The Real Montreal Experience

Ever since crossing the border into Quebec Province, we have experienced a depth of language and cultural immersion previously unthought of. Québec is so different to the rest of Canada and any of our experiences of Canada so far that it’s almost difficult to believe that we are still on the North America continent. It sets my imagination on fire and makes me full of reminiscence from my time in France. It feels as though we’ve been swept along with the westerly winds and blown all the way to Paris.

 
English is spoken much less frequently and less fluently than we originally believed, and while I’m absolutely delighting in the opportunity to practice my French, it may be slighting daunting to those who do not speak or understand the language. I think Ty felt this way in the beginning but every day he surprises me with a ‘bonjour’ or ‘merci’ said to a shopkeeper or cafe attendant. I love the challenge of learning to understand the Québécoise accent, which not surprisingly, sounds remarkably different from the Parisian French that I can speak and understand.
I feel as though I’m in my element here.
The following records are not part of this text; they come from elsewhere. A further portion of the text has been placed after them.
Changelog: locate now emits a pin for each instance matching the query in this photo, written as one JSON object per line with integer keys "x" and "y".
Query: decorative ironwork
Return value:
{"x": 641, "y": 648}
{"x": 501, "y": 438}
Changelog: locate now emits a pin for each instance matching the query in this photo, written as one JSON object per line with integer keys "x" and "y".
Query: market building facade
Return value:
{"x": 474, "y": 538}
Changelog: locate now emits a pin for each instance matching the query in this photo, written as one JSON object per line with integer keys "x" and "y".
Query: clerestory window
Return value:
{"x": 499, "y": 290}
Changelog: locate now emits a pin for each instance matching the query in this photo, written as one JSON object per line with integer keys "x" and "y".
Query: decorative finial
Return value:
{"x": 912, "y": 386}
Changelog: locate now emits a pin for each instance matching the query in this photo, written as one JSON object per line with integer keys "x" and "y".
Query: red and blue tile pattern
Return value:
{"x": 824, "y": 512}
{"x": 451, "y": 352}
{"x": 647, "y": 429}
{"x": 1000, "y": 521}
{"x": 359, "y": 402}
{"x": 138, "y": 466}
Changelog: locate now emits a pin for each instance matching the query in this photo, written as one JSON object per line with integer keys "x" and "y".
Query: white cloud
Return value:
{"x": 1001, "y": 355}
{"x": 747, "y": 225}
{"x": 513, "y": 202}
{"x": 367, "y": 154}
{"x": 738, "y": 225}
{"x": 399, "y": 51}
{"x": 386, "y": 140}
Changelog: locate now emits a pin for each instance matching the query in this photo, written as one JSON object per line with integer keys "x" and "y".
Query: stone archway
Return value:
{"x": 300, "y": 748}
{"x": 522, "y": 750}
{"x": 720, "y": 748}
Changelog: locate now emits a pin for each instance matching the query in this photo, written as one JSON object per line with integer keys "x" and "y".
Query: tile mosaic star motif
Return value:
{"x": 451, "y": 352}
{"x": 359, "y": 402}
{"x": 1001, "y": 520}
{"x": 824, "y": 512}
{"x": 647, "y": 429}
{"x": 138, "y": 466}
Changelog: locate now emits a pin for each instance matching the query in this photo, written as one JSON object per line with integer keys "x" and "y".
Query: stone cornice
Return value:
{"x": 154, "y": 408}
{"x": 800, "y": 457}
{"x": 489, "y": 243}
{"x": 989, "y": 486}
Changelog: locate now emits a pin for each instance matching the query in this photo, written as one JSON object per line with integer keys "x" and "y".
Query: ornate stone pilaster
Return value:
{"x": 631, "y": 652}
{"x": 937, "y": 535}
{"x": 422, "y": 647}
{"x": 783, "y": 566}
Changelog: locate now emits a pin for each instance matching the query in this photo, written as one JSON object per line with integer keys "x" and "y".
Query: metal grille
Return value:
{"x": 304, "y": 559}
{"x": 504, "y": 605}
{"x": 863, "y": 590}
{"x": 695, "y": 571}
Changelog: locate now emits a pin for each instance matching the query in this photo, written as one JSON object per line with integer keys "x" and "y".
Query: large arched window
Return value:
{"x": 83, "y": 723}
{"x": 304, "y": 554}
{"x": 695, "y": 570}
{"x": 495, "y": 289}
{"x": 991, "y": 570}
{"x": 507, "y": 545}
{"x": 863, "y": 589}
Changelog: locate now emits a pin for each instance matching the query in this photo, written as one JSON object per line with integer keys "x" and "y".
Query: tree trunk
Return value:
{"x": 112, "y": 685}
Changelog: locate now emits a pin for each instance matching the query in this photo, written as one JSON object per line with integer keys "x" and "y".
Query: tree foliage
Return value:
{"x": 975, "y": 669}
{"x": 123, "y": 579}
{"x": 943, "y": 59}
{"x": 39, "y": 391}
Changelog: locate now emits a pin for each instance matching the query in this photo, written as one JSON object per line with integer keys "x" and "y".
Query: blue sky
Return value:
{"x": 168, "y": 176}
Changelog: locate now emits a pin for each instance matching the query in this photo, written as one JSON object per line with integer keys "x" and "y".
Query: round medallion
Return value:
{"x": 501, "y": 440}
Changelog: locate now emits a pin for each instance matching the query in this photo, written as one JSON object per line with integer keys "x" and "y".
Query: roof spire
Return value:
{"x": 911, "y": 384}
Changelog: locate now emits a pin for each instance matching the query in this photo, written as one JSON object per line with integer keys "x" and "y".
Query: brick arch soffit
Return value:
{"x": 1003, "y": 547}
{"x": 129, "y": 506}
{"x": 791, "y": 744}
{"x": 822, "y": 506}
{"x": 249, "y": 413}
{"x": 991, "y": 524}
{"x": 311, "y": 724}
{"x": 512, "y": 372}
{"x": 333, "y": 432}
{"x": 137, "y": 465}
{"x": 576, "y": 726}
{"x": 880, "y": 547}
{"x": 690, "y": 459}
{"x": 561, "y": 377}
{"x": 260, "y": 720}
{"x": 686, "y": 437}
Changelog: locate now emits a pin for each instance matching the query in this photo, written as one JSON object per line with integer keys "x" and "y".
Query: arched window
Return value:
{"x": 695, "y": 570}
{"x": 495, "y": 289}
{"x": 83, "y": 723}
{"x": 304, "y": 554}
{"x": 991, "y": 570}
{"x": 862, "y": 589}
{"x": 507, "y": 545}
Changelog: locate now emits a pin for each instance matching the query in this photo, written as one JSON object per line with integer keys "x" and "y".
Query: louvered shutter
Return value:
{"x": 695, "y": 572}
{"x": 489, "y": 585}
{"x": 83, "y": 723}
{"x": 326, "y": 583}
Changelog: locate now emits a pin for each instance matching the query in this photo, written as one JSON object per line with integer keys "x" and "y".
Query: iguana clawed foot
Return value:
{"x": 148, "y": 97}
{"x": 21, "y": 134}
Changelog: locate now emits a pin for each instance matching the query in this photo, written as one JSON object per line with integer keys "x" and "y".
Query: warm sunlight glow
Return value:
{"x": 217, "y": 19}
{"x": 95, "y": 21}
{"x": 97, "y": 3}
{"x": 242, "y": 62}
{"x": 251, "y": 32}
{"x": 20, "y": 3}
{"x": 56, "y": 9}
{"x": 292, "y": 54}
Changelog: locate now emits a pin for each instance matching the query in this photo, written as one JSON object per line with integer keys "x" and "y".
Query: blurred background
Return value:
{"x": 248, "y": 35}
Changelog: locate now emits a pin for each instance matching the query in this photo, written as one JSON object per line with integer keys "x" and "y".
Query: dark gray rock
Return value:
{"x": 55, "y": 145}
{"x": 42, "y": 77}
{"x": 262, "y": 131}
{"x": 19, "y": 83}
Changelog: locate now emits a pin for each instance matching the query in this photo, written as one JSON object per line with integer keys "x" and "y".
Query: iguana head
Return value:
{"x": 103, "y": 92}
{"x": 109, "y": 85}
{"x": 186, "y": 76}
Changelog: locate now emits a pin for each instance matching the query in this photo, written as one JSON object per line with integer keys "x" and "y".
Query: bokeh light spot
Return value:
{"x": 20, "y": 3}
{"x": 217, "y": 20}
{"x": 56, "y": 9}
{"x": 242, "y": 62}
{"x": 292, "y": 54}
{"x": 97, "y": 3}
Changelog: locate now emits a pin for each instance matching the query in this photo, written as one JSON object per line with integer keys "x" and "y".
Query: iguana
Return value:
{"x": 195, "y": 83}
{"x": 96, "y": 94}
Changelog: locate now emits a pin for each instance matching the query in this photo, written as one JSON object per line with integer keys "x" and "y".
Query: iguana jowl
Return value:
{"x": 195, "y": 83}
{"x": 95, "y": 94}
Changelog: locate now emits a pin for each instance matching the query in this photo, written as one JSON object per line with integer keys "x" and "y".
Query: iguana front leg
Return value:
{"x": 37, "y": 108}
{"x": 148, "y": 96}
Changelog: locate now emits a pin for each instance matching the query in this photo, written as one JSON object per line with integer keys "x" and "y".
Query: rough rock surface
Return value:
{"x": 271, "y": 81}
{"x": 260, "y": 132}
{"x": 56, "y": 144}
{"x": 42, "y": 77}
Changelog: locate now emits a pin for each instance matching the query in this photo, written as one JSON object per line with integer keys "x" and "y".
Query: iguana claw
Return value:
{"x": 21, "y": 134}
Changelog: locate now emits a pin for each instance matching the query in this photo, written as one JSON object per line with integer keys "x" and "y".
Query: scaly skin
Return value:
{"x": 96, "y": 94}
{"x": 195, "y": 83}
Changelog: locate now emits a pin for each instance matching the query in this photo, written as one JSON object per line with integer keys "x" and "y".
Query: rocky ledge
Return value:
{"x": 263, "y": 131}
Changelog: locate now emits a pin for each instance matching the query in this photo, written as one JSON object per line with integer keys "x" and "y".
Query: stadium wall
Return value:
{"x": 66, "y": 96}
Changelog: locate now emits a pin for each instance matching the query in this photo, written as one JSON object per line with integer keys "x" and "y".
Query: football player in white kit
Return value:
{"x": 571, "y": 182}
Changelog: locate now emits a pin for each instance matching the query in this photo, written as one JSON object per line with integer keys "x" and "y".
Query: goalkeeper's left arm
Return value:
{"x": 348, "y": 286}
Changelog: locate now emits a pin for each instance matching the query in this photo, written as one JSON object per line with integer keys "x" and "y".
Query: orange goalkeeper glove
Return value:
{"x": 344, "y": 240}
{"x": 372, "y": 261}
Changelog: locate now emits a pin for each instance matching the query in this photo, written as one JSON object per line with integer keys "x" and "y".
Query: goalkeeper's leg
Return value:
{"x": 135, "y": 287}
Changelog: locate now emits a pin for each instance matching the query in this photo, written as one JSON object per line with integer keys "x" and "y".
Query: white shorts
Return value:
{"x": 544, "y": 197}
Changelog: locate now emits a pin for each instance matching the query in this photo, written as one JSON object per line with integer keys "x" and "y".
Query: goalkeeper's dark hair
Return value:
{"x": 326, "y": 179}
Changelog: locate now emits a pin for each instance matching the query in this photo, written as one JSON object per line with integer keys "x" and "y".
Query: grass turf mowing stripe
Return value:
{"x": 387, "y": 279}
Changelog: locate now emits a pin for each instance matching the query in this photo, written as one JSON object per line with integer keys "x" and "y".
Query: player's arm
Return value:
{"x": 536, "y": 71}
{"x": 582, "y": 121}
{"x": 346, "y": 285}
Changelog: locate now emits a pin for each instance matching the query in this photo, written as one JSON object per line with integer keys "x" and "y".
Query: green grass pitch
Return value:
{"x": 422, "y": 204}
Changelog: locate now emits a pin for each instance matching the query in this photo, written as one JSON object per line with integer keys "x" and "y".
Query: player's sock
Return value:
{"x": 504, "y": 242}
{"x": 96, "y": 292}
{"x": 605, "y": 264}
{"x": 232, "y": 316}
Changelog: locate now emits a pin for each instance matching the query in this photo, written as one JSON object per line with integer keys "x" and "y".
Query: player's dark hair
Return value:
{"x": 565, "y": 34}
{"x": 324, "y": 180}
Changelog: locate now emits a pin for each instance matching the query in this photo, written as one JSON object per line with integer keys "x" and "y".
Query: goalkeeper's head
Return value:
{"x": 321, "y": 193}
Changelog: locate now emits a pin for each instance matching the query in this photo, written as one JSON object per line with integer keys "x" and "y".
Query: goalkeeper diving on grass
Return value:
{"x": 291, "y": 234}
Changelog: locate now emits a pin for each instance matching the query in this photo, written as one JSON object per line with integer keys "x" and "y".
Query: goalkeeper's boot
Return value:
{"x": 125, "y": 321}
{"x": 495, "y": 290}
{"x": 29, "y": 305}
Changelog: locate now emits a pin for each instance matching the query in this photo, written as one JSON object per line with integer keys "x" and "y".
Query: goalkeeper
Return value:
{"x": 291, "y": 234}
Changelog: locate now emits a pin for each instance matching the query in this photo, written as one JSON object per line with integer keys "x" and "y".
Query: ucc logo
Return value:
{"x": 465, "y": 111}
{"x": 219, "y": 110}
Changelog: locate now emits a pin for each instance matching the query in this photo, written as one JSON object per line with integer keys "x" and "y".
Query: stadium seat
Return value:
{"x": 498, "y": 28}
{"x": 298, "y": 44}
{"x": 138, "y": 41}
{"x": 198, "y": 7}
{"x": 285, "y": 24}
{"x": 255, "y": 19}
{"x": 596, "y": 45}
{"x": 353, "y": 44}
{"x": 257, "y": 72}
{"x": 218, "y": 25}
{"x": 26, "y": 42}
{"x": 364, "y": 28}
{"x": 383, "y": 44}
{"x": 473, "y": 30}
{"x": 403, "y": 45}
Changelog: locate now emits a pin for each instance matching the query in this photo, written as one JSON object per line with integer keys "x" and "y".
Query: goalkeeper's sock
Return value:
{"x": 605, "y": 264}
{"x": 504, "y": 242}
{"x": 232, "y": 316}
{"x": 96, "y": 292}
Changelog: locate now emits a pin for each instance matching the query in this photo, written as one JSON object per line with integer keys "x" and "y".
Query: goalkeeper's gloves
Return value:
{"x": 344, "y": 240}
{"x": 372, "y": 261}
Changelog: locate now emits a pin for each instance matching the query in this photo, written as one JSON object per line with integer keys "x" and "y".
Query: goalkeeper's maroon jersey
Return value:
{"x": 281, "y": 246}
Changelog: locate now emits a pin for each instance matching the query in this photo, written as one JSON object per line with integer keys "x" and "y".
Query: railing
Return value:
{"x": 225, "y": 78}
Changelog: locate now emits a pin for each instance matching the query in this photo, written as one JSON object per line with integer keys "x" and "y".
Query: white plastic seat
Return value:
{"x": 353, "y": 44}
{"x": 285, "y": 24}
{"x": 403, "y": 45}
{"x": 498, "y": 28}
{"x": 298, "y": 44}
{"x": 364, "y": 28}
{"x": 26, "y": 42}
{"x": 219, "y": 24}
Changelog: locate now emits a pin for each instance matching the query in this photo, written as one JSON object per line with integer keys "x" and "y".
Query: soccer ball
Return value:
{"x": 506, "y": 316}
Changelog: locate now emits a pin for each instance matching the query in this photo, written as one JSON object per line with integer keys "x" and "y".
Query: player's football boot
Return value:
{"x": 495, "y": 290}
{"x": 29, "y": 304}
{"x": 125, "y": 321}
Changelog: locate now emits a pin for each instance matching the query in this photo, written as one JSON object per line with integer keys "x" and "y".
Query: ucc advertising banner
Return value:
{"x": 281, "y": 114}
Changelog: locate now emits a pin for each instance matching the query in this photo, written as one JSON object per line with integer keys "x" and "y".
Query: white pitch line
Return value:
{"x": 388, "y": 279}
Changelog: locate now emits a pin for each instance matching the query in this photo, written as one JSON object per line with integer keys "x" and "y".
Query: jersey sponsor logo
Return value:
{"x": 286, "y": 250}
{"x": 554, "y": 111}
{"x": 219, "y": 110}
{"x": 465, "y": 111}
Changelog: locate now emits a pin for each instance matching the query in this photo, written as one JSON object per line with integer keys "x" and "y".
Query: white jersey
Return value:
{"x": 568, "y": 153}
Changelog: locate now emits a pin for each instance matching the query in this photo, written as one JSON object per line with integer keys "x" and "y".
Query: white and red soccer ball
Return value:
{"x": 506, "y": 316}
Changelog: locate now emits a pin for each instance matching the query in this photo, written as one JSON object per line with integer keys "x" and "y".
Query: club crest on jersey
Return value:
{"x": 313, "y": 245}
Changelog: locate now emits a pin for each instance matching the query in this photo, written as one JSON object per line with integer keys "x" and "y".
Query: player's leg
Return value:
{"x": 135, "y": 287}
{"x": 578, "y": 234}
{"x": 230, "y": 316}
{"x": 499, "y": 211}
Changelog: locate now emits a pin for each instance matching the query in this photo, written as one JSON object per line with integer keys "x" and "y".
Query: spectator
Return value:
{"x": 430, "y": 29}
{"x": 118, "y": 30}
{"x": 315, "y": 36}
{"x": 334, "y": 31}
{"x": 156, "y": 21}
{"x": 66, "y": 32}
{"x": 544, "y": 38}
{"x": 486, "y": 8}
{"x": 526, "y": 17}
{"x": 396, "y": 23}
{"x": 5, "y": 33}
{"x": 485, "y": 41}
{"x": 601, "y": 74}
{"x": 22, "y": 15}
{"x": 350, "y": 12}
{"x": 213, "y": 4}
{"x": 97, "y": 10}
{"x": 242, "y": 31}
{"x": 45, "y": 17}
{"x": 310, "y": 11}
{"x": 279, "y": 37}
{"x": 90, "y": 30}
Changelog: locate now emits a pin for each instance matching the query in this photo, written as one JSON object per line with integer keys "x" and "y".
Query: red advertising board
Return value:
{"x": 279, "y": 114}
The language, the culture, the people, the food, the buildings and the surroundings have me completely captivated. I haven’t felt more foreign and less at home this entire trip but I haven’t felt my wandering soul this satiated either. As I grow as a traveller, I’m finding I’m less and less interested in doing just the ‘touristy’ thing – I still want to experience that side of a city but I find I’m looking for more than that. I’m desperate to discover the road less travelled and to live the real experience, for everything it’s worth. And I’m so excited that we did just that in Montreal. 
We (Tyrone, my sisyer Dimity and I) decided to visit Vieux Montreal, or Old Montreal, as, without even knowing it at the time, we were in search of an authentic experience. We started our day in search of a great Québécoise coffee. We found it at a quaint but trendy café on the corner of Rue Notre-Dame and Rue Bonsecours. It was delicious. 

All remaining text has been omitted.